Talk:DMBMPP
| DMBMPP | |
|---|---|
 |
|
| Chemical Nomenclature | |
| Common names | DMBMPP, Juncosamine |
| Systematic name | 2-(2,5-dimethoxy-4-bromobenzyl)-6-(2-methoxyphenyl)piperidine |
| Class Membership | |
| Psychoactive class | Psychedelic |
| Chemical class | Phenethylamine, Piperidine |
| Interactions | |
DMBMPP (also known as Juncosamine) is a novel psychedelic substance that is a modified analog of 25B-NBOMe. It was discovered in 2011 by Jose Juncosa in the group of David E. Nichols at Purdue University.
The (S,S)-isomer (2S,6S-DMBMPP) is the most interesting scientifically as it is the most selective agonist for the human 5-HT2A receptor yet discovered.
Chemistry
DMBMPP, or 2-(2,5-dimethoxy-4-bromobenzyl)-6-(2-methoxyphenyl)piperidine, is a 2-benzylpiperidine analog of the hallucinogenic N-benzylphenethylamine 25B-NBOMe.

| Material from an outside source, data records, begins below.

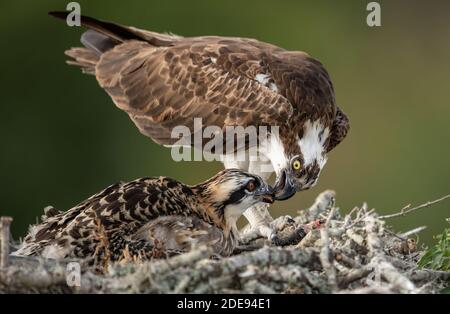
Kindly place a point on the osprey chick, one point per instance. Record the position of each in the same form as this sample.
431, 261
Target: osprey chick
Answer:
162, 81
132, 218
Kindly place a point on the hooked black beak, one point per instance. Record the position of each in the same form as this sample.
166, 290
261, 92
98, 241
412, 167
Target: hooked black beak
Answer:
284, 188
266, 193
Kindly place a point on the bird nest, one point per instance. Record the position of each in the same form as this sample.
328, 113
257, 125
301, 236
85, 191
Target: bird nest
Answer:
355, 253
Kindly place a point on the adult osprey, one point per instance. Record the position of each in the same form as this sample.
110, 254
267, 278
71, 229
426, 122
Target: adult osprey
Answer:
162, 81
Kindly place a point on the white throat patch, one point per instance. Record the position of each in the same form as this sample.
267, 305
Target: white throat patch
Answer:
312, 142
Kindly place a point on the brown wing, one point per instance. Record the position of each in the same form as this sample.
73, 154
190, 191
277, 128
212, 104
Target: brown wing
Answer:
163, 81
164, 87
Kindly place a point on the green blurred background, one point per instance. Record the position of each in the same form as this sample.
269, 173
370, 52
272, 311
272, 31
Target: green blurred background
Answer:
62, 139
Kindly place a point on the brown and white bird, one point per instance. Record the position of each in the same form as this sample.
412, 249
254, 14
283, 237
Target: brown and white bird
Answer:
133, 218
162, 81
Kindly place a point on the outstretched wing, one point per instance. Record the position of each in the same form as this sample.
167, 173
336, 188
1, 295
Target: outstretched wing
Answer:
339, 129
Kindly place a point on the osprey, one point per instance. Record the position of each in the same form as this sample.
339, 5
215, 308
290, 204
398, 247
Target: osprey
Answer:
162, 81
133, 218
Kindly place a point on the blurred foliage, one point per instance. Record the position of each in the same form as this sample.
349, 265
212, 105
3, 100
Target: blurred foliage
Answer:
438, 256
63, 139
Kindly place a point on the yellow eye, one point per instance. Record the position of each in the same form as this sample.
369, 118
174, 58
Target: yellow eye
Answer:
296, 165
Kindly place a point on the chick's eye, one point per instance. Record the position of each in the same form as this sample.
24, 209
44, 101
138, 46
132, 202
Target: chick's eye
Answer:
296, 164
250, 186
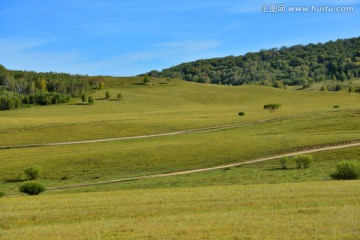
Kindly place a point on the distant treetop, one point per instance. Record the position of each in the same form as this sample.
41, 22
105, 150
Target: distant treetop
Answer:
296, 65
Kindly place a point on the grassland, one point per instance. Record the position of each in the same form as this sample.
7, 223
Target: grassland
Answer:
325, 210
232, 203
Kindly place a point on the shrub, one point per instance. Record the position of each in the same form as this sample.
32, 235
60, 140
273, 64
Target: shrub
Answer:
352, 89
32, 172
107, 95
272, 107
303, 161
119, 96
83, 98
347, 170
91, 100
284, 162
298, 162
32, 188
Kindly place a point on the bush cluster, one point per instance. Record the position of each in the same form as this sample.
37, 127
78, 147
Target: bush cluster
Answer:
33, 172
10, 100
32, 188
347, 170
303, 161
300, 161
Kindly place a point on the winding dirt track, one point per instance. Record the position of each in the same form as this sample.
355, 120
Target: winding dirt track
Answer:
207, 129
335, 146
320, 149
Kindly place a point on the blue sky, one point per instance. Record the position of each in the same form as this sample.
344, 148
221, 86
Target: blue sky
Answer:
130, 37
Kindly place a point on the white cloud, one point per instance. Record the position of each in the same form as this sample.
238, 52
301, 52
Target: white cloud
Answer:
190, 46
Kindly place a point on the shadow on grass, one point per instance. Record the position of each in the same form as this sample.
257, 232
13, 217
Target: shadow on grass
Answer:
14, 180
78, 104
279, 169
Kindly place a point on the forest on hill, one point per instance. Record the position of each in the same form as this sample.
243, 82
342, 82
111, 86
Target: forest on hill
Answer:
296, 65
19, 88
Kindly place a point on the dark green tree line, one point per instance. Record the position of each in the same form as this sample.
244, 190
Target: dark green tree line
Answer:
297, 65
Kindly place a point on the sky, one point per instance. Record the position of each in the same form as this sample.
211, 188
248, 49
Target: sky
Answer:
131, 37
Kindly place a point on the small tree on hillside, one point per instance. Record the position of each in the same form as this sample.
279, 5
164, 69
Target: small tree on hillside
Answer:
33, 172
107, 95
351, 89
272, 107
91, 100
84, 98
146, 80
119, 96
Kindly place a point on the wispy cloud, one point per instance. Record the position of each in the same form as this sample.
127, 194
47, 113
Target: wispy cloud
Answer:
190, 46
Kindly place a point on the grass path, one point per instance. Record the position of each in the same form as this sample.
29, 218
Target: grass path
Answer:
306, 151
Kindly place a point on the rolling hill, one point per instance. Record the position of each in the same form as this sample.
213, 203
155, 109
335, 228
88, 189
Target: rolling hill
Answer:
296, 65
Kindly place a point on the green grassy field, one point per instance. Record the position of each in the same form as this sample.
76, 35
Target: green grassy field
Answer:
314, 210
230, 204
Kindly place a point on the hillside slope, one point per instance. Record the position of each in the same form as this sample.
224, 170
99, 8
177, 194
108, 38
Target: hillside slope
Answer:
296, 65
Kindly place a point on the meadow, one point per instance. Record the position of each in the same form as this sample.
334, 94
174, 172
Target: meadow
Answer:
231, 203
313, 210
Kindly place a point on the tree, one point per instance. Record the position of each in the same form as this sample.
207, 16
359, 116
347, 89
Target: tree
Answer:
107, 95
347, 170
32, 188
32, 172
84, 98
91, 100
42, 83
119, 96
146, 80
272, 107
351, 89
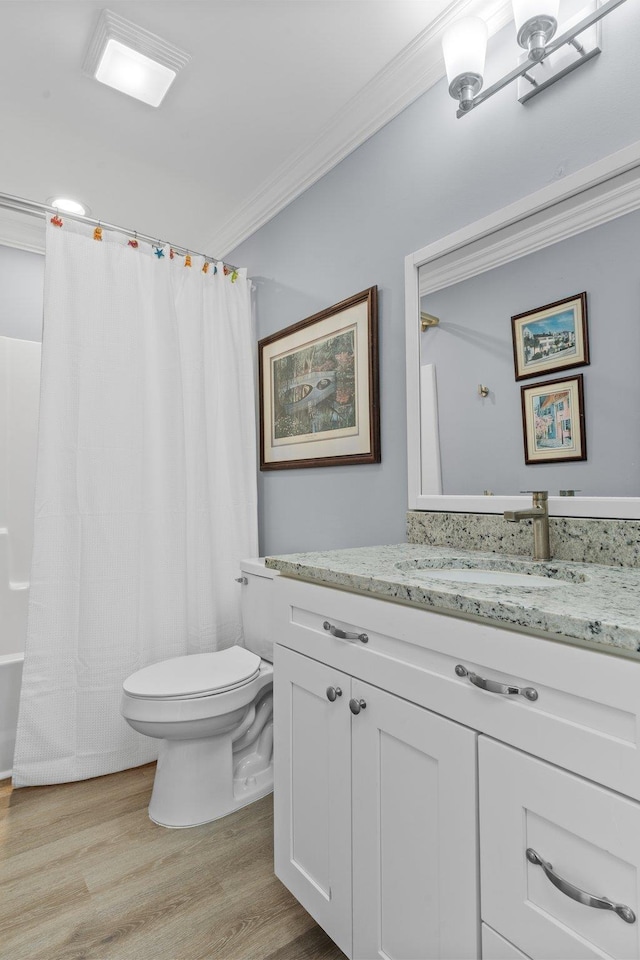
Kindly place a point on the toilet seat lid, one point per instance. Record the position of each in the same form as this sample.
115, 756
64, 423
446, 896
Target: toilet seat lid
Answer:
196, 675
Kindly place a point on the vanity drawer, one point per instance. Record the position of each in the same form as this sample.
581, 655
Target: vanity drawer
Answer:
585, 714
589, 838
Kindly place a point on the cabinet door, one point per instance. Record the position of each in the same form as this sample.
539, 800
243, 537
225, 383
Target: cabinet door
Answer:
495, 947
415, 885
589, 840
312, 790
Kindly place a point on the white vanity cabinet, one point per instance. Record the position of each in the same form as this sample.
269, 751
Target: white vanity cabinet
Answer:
375, 815
470, 746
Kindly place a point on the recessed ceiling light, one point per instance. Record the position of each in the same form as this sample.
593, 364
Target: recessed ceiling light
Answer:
132, 60
68, 205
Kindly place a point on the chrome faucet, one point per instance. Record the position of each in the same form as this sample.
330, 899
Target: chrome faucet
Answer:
539, 513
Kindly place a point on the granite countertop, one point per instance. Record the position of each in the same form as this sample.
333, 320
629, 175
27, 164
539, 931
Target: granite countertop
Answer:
584, 603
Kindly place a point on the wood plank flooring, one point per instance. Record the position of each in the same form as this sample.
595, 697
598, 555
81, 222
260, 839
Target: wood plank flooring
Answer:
85, 875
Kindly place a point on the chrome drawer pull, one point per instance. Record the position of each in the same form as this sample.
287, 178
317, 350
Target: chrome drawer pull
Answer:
344, 634
601, 903
530, 693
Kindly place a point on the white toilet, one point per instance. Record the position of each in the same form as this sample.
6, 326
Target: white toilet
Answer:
214, 715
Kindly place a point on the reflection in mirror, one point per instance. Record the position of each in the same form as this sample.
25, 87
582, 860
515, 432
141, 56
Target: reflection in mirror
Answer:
481, 437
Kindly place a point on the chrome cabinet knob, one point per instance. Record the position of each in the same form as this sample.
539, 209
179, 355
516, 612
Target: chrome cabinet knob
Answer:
356, 706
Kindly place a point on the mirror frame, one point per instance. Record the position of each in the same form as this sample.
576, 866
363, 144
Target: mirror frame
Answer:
592, 196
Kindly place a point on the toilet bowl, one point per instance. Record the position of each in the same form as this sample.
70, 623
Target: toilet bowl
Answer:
213, 713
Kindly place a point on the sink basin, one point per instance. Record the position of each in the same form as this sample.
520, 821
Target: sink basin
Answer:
492, 572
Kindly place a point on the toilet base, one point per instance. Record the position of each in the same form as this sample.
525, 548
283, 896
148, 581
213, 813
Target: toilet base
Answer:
194, 782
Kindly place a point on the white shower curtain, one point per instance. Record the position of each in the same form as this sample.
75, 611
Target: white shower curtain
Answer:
145, 489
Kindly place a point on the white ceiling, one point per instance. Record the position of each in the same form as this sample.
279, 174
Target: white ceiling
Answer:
276, 93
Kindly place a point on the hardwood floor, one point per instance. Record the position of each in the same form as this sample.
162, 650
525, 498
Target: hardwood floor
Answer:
85, 875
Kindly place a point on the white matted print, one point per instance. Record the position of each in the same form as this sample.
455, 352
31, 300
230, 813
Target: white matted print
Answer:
319, 388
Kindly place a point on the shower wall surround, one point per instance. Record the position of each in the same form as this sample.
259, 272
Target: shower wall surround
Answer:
577, 539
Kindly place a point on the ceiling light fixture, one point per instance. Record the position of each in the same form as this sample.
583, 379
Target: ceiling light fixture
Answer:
545, 61
67, 205
132, 60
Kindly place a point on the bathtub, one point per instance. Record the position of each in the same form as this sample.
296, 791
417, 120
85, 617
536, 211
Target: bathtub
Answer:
19, 400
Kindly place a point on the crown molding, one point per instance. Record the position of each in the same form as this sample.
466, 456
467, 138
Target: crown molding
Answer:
409, 75
591, 197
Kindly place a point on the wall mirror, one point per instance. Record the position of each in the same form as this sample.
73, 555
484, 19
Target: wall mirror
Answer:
464, 404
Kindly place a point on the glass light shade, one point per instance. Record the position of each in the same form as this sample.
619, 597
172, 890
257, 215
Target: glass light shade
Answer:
464, 45
525, 10
133, 73
67, 205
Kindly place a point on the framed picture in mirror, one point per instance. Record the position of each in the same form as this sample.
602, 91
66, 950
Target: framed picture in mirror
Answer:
319, 389
553, 421
551, 338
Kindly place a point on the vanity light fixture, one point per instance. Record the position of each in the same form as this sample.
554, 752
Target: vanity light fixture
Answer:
547, 58
132, 60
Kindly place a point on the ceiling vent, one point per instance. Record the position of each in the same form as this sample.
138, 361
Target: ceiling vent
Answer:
132, 60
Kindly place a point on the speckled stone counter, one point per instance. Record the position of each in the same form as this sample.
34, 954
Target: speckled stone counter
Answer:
584, 603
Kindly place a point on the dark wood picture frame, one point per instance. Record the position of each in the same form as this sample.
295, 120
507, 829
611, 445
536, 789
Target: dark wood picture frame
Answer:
551, 338
319, 388
553, 421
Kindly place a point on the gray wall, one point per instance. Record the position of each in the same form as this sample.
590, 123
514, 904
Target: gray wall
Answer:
481, 442
421, 177
21, 293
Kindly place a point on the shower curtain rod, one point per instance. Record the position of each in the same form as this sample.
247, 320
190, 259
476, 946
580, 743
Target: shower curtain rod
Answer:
34, 209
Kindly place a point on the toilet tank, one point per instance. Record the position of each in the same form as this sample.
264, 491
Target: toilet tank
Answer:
256, 607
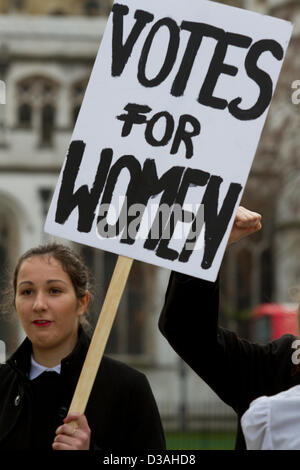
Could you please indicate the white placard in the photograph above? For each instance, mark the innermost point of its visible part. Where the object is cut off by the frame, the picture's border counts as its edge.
(168, 130)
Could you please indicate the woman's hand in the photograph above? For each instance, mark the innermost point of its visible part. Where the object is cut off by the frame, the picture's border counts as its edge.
(74, 434)
(245, 223)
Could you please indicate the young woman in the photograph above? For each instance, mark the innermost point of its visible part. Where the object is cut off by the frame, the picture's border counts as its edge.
(51, 295)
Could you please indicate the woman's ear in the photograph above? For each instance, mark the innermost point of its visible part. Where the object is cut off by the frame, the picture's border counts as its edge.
(84, 302)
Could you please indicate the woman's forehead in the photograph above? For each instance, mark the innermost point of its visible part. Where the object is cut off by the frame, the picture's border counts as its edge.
(41, 266)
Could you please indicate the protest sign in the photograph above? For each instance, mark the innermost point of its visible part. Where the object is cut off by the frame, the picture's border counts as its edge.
(168, 130)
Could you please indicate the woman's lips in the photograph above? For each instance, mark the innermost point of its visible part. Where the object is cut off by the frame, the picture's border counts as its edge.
(42, 322)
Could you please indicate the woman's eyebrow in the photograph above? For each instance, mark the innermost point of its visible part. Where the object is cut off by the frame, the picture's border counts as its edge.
(25, 282)
(56, 280)
(48, 282)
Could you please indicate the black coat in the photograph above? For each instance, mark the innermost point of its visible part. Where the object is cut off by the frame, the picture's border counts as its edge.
(237, 370)
(121, 412)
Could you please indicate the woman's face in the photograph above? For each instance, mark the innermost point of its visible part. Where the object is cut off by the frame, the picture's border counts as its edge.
(47, 304)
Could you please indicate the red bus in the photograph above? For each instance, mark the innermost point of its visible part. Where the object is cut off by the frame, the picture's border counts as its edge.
(270, 321)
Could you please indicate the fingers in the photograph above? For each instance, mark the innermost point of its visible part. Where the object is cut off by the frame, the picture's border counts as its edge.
(245, 218)
(74, 434)
(246, 222)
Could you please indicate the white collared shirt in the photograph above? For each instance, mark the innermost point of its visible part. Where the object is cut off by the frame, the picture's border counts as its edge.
(273, 423)
(36, 369)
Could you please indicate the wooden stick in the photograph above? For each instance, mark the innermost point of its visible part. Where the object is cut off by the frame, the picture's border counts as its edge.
(101, 334)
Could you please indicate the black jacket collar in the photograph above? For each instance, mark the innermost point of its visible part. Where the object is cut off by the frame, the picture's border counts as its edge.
(20, 359)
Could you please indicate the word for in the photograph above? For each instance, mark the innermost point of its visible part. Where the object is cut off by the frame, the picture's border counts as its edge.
(150, 459)
(144, 183)
(296, 94)
(136, 115)
(122, 51)
(2, 92)
(151, 225)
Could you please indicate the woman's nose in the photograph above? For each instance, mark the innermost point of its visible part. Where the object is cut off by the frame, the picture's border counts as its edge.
(40, 302)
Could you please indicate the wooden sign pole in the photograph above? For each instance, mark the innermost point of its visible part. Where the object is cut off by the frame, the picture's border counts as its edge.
(101, 334)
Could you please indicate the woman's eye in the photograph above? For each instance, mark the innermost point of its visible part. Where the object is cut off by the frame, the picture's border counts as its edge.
(26, 292)
(55, 290)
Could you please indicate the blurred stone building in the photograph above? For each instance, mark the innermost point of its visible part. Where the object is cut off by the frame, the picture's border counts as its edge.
(47, 50)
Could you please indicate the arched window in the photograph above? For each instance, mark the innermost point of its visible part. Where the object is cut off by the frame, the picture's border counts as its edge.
(8, 251)
(77, 94)
(127, 337)
(37, 99)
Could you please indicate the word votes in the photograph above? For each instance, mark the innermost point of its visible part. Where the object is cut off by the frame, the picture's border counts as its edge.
(144, 184)
(122, 50)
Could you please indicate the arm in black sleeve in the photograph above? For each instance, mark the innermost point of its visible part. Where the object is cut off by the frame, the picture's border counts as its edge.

DMBPP differs from 25B-NBOMe by having a piperidine ring conformed to the amine, making for a more rigid molecular structure than that of the open-chain 25B-NBOMe. The presence of the piperidine ring introduces two stereocenters, thus, four stereoisomers of this compound can be made.
Pharmacology
The (S,S)-isomer (2S,6S-DMBMPP) is the most interesting scientifically as it is the most selective agonist for the human 5-HT2A receptor yet discovered, with a Ki of 2.5 nM at the human 5-HT2A receptor and with 124-fold selectivity for 5-HT2A over the structurally similar 5-HT2C-receptor.[3] Together with 25CN-NBOH,[4] 2S,6S-DMBMPP is the only known 5-HT2A agonist to exhibit this level of selectivity.